But despite his nearly thirty years of awkward, embarrassing moments, nothing was as awkward as the sight of Luke Skywalker looking as if he hadn't aged a day since Ben had last seen him, staring at Ben like he'd seen a ghost.

Which was accurate, actually, seeing as Ben was dead.

Luke sighed and slumped back in his seat. "I was hoping that the ‘B. Solo’ on that post-it note wasn't you," he said.

"What the fuck is going on?" Ben said. "Wait a minute. Are you dead, too? Is that why no one's seen you in a decade?" _God. Talk about the Skywalker flair for the dramatic,_ he thought. Of course Luke would disappear because he died alone in the middle of the woods while trying to meditate over the best way to save the bees, or whatever.

"I think you'd better sit down," Luke said, indicating the booth. The four of them piled in, with Ben sandwiched between Finn and Rose, and Rey sitting next to Luke.

There weren't any other people in the restaurant aside from a tiny waitress wearing the biggest glasses Ben had ever seen. "How are you folks doing today?" she asked, coming over to take their order. "The usual, Luke?"

"Just a cup of coffee for me, Maz," he said. Finn ordered a cup of coffee as well, but Rose ordered a plate of french toast sticks. Ben swore that the waitress's eyes caught on him for a split second before sliding from Finn to Rose, but he had to be imagining things. Only the dead could see him, apparently, and he was pretty sure that this waitress wasn't in whatever weird “I see dead people” club these people were in.

"What the fuck, Luke?" Ben hissed as soon as Maz walked away. "I don't hear from you for ten years until the day I die, and you knew it was going to happen?"

"I didn't know for sure," Luke said gruffly. "And even if I had known, I wouldn't have been able to do anything to stop it. We don't call the shots; we collect the souls we're assigned to. That's just how it works, kiddo."

"Don't call me that," he muttered, feeling his face heat up.

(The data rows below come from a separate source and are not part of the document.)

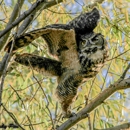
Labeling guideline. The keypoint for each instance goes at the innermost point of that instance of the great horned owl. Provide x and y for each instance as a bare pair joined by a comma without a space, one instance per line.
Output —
80,51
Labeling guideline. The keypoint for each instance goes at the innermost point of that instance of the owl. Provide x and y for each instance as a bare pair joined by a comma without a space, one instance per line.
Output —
80,53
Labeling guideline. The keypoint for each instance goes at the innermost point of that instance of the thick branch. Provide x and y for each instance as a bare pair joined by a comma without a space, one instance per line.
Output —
29,19
93,3
119,85
124,126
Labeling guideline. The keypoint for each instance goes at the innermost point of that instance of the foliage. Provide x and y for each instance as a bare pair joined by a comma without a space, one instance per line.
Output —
22,94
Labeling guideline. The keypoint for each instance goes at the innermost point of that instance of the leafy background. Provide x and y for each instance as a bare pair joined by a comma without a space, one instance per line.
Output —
23,95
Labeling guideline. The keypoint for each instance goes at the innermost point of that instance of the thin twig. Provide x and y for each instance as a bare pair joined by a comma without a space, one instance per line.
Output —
13,117
47,105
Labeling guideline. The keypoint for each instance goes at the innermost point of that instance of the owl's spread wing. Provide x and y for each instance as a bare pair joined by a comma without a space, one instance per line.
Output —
61,43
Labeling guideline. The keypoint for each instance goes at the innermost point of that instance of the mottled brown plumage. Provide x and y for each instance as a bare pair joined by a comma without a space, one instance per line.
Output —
80,52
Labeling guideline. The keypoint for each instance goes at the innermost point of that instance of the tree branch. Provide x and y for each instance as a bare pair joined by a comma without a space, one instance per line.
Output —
93,3
124,126
22,17
14,15
118,85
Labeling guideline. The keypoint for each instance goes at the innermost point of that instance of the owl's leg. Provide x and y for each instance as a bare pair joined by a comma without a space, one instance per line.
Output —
67,91
46,66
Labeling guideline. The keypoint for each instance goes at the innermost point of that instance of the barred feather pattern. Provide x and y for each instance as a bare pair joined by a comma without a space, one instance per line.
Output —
81,54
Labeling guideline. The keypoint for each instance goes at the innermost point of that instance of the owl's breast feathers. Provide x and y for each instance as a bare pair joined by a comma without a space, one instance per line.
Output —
93,53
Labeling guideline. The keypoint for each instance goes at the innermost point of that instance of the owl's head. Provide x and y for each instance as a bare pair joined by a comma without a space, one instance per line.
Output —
96,41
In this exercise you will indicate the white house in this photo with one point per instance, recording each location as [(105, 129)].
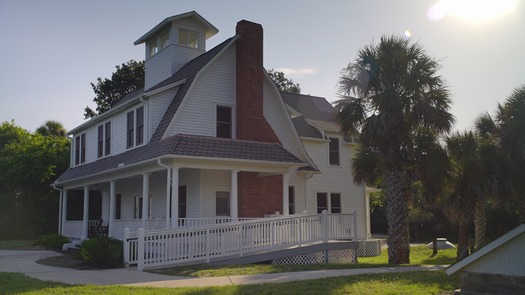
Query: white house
[(208, 139)]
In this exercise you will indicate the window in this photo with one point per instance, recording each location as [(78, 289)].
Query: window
[(222, 203), (329, 202), (322, 202), (118, 207), (104, 139), (135, 127), (130, 129), (80, 149), (334, 151), (224, 122), (138, 207), (291, 200), (140, 126), (158, 43), (188, 38), (335, 203), (107, 143)]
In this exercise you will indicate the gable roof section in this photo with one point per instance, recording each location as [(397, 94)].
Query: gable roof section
[(188, 72), (520, 230), (186, 145), (210, 29), (311, 107)]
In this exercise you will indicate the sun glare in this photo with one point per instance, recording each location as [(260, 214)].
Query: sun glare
[(473, 11)]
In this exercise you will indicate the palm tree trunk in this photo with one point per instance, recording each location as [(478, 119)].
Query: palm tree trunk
[(462, 241), (397, 190), (480, 224)]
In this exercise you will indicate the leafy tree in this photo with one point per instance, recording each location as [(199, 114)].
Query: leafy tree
[(391, 93), (127, 78), (28, 165), (284, 84), (51, 128)]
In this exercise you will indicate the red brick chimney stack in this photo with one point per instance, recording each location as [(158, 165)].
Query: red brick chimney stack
[(251, 124)]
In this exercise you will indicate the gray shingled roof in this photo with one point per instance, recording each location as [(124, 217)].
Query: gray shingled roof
[(311, 107), (186, 145)]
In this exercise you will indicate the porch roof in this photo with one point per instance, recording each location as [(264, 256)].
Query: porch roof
[(184, 145)]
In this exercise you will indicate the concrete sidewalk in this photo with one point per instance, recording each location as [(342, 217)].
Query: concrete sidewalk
[(23, 261)]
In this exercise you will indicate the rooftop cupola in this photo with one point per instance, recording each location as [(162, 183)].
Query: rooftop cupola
[(172, 43)]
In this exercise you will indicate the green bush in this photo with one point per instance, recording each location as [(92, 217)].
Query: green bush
[(102, 252), (52, 241)]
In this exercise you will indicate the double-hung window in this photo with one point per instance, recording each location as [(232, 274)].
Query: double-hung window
[(330, 202), (224, 122), (104, 140), (80, 149), (135, 127), (189, 38), (333, 147)]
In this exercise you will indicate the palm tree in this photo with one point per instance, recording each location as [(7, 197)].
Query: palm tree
[(51, 128), (390, 93)]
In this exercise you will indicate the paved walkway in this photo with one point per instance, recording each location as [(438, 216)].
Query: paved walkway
[(23, 261)]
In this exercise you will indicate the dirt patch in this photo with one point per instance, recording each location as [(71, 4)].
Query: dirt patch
[(68, 259)]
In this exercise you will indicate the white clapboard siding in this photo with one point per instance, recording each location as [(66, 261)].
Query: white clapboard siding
[(336, 179), (215, 86)]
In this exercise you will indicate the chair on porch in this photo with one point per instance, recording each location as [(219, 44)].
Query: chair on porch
[(98, 230)]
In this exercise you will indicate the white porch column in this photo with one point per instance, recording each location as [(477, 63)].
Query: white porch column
[(64, 211), (112, 206), (175, 197), (286, 197), (145, 199), (234, 198), (168, 197), (85, 216), (60, 201)]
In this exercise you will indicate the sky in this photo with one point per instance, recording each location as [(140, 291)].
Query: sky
[(52, 50)]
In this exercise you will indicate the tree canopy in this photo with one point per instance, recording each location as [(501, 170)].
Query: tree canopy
[(390, 95), (29, 163), (127, 78), (284, 84)]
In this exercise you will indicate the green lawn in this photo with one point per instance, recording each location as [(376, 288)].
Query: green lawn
[(16, 244), (436, 282), (419, 255)]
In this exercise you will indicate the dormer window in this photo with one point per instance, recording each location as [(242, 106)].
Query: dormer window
[(189, 38), (159, 43)]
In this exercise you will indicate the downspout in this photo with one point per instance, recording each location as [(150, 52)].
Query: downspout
[(168, 187), (60, 209)]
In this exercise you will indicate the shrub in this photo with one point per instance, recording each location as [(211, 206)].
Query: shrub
[(52, 241), (102, 252)]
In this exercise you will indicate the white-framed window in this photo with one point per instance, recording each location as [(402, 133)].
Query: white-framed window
[(135, 127), (104, 140), (222, 203), (330, 202), (291, 200), (224, 122), (80, 149), (189, 38), (158, 43), (333, 151)]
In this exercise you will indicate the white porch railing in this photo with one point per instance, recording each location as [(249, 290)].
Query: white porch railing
[(175, 246)]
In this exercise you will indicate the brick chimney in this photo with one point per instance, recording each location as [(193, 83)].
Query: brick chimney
[(258, 195), (251, 123)]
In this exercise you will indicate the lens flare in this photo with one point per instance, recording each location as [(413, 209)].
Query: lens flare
[(472, 11)]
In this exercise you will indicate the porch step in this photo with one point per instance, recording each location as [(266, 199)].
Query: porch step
[(284, 253)]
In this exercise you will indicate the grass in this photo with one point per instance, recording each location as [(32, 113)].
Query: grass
[(16, 244), (419, 255), (436, 282)]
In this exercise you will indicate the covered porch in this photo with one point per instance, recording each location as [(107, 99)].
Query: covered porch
[(174, 192)]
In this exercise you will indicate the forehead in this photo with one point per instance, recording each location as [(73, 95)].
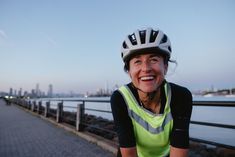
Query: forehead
[(146, 55)]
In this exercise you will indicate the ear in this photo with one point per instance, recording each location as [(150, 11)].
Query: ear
[(129, 74), (165, 68)]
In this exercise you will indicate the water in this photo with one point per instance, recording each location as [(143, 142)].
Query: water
[(223, 115)]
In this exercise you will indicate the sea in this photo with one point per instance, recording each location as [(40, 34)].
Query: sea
[(222, 115)]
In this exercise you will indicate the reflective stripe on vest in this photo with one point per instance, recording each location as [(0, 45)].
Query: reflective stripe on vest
[(151, 130)]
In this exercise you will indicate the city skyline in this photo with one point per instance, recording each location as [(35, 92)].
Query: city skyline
[(75, 45)]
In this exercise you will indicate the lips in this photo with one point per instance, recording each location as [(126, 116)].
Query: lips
[(146, 78)]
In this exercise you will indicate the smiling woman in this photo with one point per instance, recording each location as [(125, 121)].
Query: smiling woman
[(151, 115)]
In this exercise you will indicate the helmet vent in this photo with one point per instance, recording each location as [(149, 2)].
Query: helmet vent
[(153, 36), (133, 39), (142, 36), (169, 48), (124, 45), (164, 39)]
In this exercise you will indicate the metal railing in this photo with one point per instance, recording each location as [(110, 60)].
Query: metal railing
[(218, 125), (111, 131)]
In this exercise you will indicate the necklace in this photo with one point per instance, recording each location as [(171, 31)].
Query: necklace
[(154, 109)]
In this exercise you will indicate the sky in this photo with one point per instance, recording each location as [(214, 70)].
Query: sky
[(75, 44)]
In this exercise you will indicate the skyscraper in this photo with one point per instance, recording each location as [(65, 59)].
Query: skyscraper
[(11, 92), (37, 90), (50, 91)]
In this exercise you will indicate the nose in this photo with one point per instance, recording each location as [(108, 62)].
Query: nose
[(146, 67)]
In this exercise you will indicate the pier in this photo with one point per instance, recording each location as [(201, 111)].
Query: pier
[(51, 130), (26, 135)]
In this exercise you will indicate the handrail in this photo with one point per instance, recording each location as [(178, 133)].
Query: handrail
[(195, 103), (214, 103)]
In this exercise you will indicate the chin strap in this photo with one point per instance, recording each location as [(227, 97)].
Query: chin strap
[(150, 95)]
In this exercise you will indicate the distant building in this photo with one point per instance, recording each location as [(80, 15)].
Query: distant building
[(37, 90), (20, 92), (11, 92), (50, 91)]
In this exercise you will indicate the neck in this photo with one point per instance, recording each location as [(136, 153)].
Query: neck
[(151, 102)]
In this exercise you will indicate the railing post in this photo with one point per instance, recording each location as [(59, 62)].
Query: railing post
[(47, 109), (80, 115), (39, 106), (33, 106), (59, 112)]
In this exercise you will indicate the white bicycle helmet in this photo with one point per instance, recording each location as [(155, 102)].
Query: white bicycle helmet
[(145, 41)]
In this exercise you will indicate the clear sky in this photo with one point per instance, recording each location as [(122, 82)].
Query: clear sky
[(75, 44)]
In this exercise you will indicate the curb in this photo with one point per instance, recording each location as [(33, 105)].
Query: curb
[(105, 144)]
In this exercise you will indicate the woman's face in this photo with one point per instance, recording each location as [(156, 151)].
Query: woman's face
[(147, 71)]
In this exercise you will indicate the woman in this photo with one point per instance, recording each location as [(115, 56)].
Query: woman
[(151, 115)]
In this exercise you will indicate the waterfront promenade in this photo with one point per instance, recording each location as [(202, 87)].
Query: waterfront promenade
[(25, 135)]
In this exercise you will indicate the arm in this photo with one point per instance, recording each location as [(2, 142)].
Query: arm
[(181, 112), (178, 152), (129, 152), (123, 126)]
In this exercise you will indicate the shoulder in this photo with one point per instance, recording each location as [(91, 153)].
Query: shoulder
[(181, 100), (180, 92)]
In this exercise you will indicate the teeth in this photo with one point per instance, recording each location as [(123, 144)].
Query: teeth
[(147, 78)]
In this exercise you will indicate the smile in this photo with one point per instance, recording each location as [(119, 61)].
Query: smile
[(146, 78)]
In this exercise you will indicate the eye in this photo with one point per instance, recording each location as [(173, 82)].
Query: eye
[(154, 59), (137, 62)]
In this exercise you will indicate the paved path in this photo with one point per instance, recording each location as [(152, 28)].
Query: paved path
[(24, 135)]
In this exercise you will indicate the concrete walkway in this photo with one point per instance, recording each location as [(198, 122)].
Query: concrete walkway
[(24, 135)]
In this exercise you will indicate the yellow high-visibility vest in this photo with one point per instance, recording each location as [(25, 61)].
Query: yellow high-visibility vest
[(152, 131)]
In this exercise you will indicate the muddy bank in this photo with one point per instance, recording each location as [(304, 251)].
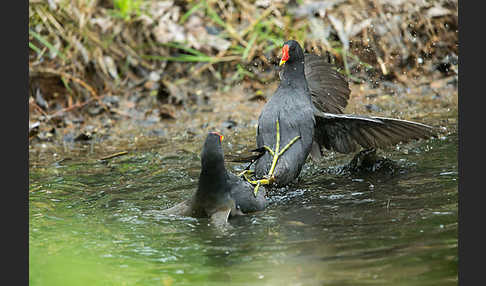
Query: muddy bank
[(105, 77)]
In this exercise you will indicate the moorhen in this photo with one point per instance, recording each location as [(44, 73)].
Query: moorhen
[(220, 193), (305, 114)]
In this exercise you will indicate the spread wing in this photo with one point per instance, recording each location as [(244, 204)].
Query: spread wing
[(329, 90), (344, 133)]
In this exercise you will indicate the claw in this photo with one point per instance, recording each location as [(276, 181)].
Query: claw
[(276, 154)]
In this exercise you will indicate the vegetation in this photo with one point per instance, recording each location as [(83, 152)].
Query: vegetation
[(82, 51)]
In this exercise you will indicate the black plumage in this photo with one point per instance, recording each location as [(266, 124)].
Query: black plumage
[(220, 194), (309, 103)]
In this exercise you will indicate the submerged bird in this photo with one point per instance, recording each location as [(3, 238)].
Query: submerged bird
[(220, 193), (304, 115)]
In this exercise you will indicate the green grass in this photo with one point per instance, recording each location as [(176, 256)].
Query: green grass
[(46, 43)]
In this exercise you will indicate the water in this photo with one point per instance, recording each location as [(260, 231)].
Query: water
[(99, 223)]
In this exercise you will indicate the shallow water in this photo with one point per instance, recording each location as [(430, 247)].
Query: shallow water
[(97, 222)]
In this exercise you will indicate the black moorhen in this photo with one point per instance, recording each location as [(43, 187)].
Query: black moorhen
[(220, 193), (305, 114)]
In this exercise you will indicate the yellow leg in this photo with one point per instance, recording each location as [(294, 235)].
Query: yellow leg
[(276, 154)]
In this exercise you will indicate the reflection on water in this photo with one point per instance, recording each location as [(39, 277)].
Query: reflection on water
[(99, 223)]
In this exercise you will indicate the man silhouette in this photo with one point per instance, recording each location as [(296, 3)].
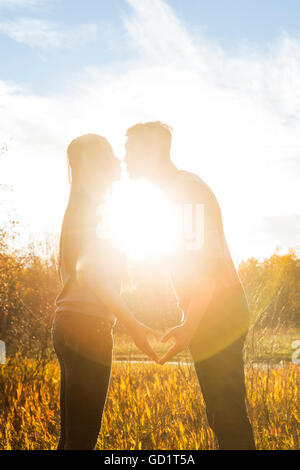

Despite the decade that had passed since they last spoke, Luke was already making Ben feel like he was back at his uncle’s weird hippie summer camp fifteen years ago. The last thing he needed right now was to feel like a child again, getting reprimanded by his weird uncle.

"So wait a minute," Finn said. "You two are related? What are the odds of that happening?"

"My family has a way of finding itself in the middle of these things," Luke said. "My father tried to cheat death to keep my mother alive. Death didn't accept it, but my father came pretty damn close to figuring the whole system out. I think his descendants—meaning me, Ben, and his mother—are getting punished for it."

_It fucking figures that my stupid family tried to cheat death_ , Ben thought, scowling at the table. At least the Skywalker family was about to die out, since Ben had died with exactly zero chance of having accidentally fathered a child. (Despite knowing that virginity was a social construct, he still felt pathetic when he realized he’d died without ever having had sex of any sort.) "So what happens now?" he said. "They—" he waved a hand to indicate Finn and Rose "—said that the other person, Poe, hit his quota, and now I'm supposed to replace him."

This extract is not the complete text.